Et je ne vais pas vous mentir : sitôt j’ai vu le trailer de ce jeu que j’étais déjà conquis d’avance.
D’ailleurs ce trailer ne m’a finalement pas menti sur la marchandise.
« Spiritfarer » est bien un jeu à l’esthétique exquise, avec une direction artistique à mi-chemin entre « Gris » et « Cuphead », le tout agrémenté d’une bande-originale qui n’est pas non plus sans rappeler « Hollow Knight ».
« Spiritfarer » ne nous ment pas non plus sur le principe qui semblait être annoncé. Il est bien ce jeu s’inscrivant dans la droite lignée de ces walking simulators qui cherchent à développer une aventure ludique originale sans qu’il n’y ait de jauge de vie, de morts à répétition, de trucs sur lesquels tirer, etc…
Enfin, « Spiritfarer » est bien également cet instant de délicatesse et de poésie que chaque image du trailer semblait suggérer…
Donc oui, sur tous ces points, « Spiritfarer » est effectivement un jeu qui sait être touchant.
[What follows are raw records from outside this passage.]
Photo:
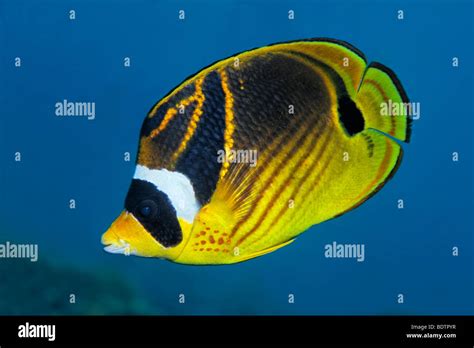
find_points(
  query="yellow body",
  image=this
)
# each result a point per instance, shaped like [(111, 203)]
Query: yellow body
[(318, 175)]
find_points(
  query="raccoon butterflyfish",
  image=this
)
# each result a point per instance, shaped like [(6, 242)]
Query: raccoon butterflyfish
[(253, 150)]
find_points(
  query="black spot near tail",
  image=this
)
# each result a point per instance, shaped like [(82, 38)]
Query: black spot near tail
[(350, 116)]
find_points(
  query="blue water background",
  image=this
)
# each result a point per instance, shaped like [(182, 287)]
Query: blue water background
[(408, 251)]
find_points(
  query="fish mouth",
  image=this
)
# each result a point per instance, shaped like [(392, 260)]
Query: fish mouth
[(122, 247)]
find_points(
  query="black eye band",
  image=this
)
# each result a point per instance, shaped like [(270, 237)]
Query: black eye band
[(154, 211), (146, 209)]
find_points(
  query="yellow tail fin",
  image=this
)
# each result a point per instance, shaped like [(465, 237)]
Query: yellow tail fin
[(384, 103)]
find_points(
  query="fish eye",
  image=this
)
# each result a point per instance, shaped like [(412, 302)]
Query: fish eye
[(146, 209)]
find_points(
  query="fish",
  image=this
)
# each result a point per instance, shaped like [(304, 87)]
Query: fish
[(251, 151)]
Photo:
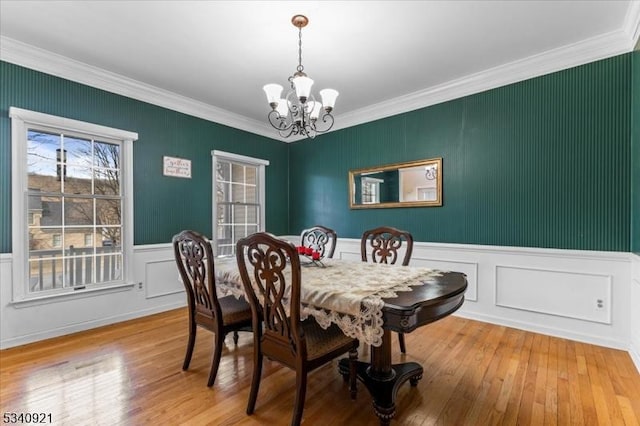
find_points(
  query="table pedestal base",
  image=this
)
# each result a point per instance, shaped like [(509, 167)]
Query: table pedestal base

C’est un jeu qui a du cœur.
Indéniablement…
Mais avoir du cœur ne suffit pas toujours à un jeu pour qu’il ait une âme, et ce « Spiritfarer » me l’a malheureusement démontré à mes dépends…
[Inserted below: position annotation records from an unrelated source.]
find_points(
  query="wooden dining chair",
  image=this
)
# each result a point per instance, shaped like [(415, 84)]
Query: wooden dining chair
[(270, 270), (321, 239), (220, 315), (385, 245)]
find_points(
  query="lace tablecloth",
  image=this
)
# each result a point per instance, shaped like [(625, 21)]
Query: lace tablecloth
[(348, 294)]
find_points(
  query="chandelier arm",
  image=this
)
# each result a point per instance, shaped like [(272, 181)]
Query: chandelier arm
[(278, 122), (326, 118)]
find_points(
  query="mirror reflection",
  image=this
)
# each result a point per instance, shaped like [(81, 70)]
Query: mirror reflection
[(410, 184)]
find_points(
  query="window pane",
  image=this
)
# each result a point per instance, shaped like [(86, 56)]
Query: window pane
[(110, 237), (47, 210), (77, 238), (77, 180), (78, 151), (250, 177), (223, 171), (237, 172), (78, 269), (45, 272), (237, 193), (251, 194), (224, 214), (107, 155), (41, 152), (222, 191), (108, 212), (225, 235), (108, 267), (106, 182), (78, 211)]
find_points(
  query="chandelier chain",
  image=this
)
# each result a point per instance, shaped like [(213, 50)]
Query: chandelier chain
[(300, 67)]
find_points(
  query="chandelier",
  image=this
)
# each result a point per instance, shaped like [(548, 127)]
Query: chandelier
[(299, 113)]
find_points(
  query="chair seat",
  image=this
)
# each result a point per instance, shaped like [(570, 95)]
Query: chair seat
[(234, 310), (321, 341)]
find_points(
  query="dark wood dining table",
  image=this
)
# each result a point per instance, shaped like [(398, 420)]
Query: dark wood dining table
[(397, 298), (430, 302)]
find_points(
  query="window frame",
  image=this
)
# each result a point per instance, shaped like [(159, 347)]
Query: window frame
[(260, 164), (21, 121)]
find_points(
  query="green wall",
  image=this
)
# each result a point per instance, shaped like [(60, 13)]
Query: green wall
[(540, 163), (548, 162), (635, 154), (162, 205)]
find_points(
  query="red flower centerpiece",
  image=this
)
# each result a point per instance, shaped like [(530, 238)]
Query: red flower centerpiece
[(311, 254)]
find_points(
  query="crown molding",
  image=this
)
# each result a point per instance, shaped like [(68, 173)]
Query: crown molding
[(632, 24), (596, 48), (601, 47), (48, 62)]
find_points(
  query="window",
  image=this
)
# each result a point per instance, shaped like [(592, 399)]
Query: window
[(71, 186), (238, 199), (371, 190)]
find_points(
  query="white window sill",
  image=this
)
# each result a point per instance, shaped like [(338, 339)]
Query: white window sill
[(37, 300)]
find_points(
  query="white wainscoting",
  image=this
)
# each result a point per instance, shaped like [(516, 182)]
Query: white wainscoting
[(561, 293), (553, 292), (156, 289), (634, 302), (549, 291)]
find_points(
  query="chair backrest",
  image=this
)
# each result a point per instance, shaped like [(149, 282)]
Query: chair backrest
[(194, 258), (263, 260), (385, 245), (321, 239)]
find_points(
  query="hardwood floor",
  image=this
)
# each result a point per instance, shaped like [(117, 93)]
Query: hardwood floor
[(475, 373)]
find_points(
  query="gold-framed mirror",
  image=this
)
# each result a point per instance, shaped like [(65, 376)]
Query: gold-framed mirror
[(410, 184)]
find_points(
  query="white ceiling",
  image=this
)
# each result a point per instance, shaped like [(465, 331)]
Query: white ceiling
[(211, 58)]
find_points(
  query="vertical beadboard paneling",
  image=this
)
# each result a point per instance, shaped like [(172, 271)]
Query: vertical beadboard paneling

Triste ironie d’ailleurs que de manquer d’âme alors qu’on est un jeu dont le principe consiste justement à en trouver.
Car quand bien même je reconnais quelques moments de poésie qui ont su sincèrement me toucher au cours de la partie (…et on en reparlera plus tard), la lucidité m’oblige malgré tout à ce triste constat : la plupart du temps, ce long travail qui a consisté à trouver des esprits, les apaiser, puis les conduire jusqu’au seuil du repos éternel, je l’ai juste trouvé fastidueux.
Et c’est là que s’acte toute la différence entre ce qui peut faire rêver sur le papier et ce qui se passe réellement une fois la manette en main.
Un bon jeu ce ne se réduit qu'à de bonnes intentions.
Un bon jeu ce n’est pas que de la générosité.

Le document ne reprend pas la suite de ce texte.